Pizza con Espinacas y Pesto con una Ensalada de Fresas y Espinacas
La masa de pizza es una base esencial y versátil en la cocina, y la receta que proponemos es simple pero llena de sabor. Comenzamos con nuestra masa universal, que siempre tenemos en el refrigerador, lista para ayudarnos cada vez que tengamos antojo de algo delicioso. En un tazón grande, agregamos los ingredientes necesarios: harina, agua, levadura, sal y aceite de oliva. Usamos el procesador de alimentos equipado con un gancho para masa, que hará que todo el proceso sea rápido y eficiente. Después de que los ingredientes estén bien mezclados, cubrimos el tazón con un paño húmedo y lo colocamos en el microondas, que, aunque no está encendido, proporciona un ambiente cálido y adecuado para que la masa suba. Esperamos pacientemente a que la masa duplique su tamaño y luego la presionamos suavemente hacia abajo y la transferimos al refrigerador. Aquí, la masa se puede almacenar durante hasta dos semanas, y podemos tomar un trozo cada vez que queramos una pizza fresca.
Preparar el pesto es igual de simple y rápido. En otro tazón del procesador de alimentos, agregamos hojas de albahaca fresca, nueces, ajo, aceite de oliva y queso parmesano. Pulsamos los ingredientes hasta obtener una pasta suave, ajustando la consistencia según nuestras preferencias. Este pesto añadirá un sabor intenso y un toque de frescura a nuestra pizza.
Para ensamblar la pizza, comenzamos blanqueando las hojas de espinaca durante unos minutos para ablandarlas e intensificar su sabor. Luego, extendemos la masa sobre una bandeja para hornear, formando una base uniforme. Aplicamos una capa generosa de pesto que cubrirá toda la superficie y añadimos las hojas de espinaca blanqueadas. El paso final es espolvorear trozos de queso feta por encima, que se derretirán maravillosamente durante la cocción. La bandeja se coloca en el horno precalentado, donde la pizza se horneará durante 10-15 minutos hasta que la corteza se vuelva dorada y crujiente.

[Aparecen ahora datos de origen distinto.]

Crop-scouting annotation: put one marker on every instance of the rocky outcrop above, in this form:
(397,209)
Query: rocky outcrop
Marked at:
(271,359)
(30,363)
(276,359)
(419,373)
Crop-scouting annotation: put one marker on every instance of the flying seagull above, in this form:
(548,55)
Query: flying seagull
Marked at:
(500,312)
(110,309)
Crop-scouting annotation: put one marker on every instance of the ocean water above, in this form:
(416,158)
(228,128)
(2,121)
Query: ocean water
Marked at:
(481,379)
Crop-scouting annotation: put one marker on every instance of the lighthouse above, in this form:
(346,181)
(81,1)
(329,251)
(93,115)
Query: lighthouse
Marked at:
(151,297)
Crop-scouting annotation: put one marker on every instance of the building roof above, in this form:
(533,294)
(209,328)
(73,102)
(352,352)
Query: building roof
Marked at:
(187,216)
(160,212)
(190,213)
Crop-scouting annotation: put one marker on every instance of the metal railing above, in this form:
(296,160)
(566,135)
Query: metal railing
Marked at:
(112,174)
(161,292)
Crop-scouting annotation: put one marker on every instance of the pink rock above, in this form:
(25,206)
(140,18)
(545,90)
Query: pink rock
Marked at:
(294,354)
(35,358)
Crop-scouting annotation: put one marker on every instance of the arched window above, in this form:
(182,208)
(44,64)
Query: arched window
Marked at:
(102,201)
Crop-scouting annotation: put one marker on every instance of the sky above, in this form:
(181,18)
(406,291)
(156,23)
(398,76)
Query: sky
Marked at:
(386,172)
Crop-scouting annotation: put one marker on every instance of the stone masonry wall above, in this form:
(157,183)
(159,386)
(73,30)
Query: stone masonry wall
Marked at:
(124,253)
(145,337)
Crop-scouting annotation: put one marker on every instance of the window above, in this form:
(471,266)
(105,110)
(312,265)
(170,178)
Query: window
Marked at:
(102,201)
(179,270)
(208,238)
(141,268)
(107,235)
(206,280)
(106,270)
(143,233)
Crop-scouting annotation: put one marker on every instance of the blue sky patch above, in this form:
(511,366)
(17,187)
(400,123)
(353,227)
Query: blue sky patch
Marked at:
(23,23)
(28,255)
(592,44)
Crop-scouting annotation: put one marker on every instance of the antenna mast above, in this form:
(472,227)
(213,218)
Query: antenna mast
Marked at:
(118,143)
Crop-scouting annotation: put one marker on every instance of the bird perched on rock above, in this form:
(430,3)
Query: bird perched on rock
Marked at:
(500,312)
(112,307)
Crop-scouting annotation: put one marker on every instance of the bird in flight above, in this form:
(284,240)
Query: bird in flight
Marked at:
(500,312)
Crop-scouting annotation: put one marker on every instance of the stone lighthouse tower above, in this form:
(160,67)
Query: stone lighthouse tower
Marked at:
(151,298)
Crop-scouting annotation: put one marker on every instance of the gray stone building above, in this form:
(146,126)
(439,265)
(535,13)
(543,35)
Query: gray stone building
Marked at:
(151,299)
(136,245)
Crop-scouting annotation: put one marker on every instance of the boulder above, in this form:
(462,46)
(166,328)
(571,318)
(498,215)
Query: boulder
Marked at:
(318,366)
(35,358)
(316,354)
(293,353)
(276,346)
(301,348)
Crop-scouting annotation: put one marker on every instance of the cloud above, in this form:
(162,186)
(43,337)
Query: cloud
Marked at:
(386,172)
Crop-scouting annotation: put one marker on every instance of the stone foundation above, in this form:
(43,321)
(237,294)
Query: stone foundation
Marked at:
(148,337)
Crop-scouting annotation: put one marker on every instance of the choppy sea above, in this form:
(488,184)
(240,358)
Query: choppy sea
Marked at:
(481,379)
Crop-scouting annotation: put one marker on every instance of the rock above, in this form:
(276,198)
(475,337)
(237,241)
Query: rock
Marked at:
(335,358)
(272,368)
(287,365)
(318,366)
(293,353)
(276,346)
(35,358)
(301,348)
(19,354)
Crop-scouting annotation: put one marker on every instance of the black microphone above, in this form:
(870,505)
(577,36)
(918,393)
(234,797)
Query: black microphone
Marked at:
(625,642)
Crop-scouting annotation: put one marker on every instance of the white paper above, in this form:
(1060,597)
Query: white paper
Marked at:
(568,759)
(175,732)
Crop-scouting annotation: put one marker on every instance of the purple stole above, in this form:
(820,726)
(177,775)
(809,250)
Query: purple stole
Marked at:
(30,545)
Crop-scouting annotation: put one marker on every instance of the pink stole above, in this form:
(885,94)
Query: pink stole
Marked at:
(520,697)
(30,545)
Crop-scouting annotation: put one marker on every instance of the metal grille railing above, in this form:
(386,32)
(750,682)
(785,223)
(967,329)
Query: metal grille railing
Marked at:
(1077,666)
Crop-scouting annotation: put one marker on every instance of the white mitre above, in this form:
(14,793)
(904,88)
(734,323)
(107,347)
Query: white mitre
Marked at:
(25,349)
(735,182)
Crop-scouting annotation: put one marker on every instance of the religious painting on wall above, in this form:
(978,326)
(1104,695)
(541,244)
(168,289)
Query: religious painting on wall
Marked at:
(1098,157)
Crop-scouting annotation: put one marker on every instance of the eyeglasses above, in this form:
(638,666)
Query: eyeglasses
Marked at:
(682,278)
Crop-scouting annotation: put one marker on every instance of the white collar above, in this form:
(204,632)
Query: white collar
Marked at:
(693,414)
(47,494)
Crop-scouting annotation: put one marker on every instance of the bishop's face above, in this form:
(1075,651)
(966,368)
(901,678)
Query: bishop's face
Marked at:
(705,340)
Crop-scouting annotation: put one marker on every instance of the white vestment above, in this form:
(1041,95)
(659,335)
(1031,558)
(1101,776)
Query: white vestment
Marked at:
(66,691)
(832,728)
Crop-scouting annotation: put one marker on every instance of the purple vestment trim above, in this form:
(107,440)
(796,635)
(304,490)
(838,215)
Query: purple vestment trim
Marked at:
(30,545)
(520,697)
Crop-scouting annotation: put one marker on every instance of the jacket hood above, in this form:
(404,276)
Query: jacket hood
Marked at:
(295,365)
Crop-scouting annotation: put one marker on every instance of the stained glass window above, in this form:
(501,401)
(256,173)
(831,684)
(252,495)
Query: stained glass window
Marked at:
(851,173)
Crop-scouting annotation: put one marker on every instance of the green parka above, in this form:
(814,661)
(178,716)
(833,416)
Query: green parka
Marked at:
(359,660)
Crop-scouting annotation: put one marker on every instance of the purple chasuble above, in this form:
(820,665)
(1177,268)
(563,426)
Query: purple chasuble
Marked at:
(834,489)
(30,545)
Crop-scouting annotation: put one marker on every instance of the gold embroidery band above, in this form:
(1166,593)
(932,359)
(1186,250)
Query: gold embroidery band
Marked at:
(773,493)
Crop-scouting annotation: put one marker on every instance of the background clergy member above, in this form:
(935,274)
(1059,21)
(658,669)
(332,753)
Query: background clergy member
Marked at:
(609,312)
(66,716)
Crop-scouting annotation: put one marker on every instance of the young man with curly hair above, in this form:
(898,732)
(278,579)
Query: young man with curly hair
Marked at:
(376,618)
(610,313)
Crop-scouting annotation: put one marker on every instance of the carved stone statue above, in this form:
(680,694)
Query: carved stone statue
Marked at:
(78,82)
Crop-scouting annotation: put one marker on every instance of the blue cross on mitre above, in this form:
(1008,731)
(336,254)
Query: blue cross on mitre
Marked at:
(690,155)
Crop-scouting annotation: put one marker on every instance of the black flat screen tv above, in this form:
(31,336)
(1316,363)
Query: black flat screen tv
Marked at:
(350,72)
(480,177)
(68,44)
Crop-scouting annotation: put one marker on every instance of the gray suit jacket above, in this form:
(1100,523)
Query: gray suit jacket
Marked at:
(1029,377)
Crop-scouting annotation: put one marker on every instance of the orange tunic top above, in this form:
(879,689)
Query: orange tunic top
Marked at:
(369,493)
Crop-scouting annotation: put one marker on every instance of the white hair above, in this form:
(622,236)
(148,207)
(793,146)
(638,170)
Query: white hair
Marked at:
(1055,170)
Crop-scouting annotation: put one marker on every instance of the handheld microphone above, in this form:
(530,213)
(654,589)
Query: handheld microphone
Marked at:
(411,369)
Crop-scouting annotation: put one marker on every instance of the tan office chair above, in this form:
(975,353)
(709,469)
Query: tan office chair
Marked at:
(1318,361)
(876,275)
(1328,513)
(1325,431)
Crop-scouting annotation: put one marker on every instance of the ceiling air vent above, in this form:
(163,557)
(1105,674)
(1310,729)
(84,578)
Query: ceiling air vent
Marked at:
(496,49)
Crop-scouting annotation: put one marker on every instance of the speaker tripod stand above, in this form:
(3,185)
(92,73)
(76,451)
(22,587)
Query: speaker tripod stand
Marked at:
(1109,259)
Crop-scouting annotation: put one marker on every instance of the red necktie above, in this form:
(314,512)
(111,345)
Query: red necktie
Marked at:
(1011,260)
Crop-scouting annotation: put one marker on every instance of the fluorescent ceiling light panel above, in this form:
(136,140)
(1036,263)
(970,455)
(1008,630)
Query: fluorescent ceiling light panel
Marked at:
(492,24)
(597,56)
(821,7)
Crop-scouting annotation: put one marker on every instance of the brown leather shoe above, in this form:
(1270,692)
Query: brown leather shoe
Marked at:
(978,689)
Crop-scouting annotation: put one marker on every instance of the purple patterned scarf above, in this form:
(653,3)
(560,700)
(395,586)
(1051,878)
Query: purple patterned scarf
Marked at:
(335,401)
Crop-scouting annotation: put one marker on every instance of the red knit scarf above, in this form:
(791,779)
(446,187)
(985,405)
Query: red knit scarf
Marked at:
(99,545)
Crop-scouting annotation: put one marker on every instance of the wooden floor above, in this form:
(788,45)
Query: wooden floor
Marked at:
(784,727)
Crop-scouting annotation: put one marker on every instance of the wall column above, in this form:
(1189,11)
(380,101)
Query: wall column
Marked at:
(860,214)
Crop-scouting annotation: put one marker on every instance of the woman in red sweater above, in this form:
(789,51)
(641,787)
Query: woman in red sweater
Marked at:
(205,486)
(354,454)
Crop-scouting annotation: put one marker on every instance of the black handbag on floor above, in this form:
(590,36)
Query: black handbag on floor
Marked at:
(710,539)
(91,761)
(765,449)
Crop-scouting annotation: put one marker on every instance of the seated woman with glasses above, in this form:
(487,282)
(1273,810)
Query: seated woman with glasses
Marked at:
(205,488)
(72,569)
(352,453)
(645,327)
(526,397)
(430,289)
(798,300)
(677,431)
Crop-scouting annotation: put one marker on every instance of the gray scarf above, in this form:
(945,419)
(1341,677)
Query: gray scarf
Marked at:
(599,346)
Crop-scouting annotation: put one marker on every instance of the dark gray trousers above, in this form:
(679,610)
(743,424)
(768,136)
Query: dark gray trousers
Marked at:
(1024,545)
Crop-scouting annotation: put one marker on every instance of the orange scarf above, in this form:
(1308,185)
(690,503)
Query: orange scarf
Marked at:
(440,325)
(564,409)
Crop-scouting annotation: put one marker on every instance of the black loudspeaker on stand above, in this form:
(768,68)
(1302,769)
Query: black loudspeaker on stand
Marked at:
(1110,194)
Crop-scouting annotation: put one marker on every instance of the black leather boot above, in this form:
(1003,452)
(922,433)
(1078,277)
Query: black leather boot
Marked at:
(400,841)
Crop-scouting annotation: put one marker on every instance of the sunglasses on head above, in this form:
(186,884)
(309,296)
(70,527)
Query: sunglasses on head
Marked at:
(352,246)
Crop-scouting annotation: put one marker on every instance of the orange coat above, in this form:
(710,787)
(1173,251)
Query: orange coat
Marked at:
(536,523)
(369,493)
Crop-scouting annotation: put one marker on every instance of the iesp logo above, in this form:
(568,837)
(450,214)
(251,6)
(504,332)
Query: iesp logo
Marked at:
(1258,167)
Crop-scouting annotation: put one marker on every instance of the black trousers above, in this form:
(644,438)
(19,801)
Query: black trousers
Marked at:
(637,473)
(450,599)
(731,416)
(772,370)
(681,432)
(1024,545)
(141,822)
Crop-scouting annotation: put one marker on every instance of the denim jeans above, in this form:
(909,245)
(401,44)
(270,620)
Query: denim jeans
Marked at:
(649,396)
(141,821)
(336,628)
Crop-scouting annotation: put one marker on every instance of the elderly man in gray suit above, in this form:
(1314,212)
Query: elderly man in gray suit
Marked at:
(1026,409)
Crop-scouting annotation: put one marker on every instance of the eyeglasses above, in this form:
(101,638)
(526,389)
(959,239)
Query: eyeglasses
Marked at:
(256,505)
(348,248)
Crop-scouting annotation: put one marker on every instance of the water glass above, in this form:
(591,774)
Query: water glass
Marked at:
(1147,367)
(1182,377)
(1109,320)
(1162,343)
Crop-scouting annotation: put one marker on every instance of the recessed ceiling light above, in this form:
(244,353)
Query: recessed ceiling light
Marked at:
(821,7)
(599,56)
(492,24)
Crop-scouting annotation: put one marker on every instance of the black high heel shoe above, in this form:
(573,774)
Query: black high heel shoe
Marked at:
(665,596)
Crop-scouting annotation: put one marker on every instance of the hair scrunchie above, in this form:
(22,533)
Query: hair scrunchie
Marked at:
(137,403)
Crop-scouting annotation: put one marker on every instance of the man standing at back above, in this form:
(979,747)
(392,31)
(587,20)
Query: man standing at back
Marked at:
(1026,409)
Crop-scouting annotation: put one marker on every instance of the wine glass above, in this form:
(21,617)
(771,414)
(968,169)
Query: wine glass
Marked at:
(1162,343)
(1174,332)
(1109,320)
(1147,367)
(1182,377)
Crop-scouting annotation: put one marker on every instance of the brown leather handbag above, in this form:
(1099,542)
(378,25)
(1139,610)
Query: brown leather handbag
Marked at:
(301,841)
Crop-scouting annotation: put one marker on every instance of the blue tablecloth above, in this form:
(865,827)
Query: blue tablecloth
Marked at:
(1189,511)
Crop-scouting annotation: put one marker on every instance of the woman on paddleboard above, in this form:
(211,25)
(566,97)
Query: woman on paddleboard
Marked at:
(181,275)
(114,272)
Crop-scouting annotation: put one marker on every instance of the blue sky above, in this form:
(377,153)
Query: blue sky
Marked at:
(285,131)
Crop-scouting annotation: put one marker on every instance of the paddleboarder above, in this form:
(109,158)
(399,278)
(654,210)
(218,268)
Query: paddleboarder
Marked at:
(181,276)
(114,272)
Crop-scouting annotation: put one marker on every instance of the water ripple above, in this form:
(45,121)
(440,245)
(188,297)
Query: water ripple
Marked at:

Junto a la pizza, preparamos una ensalada fresca que complementará perfectamente este plato. Colocamos las hojas de espinaca en un plato grande y añadimos fresas en rodajas, que aportarán una nota dulce-acidulada. Rociamos todo con vinagre balsámico y aceite de oliva, mezclando suavemente para combinar los sabores. Por último, espolvoreamos nueces para un extra de crujido. Esta ensalada no solo es sabrosa, sino que también está llena de nutrientes, siendo un acompañamiento ideal para nuestra deliciosa pizza.
Ingredientes: Masa: 1 kg de harina, 600 ml de agua, 25 g de levadura fresca, 1 cucharadita de sal marina. Pesto: 200 g de espinacas frescas, un puñado de albahaca fresca o congelada, un puñado de nueces, 1/2 taza de aceite de oliva virgen extra. Pizza: hojas de espinaca, pesto, queso feta desmenuzado. Ensalada: hojas de espinaca frescas, fresas, 1 cucharada de vinagre balsámico, 1 cucharada de aceite de oliva virgen extra, unas nueces.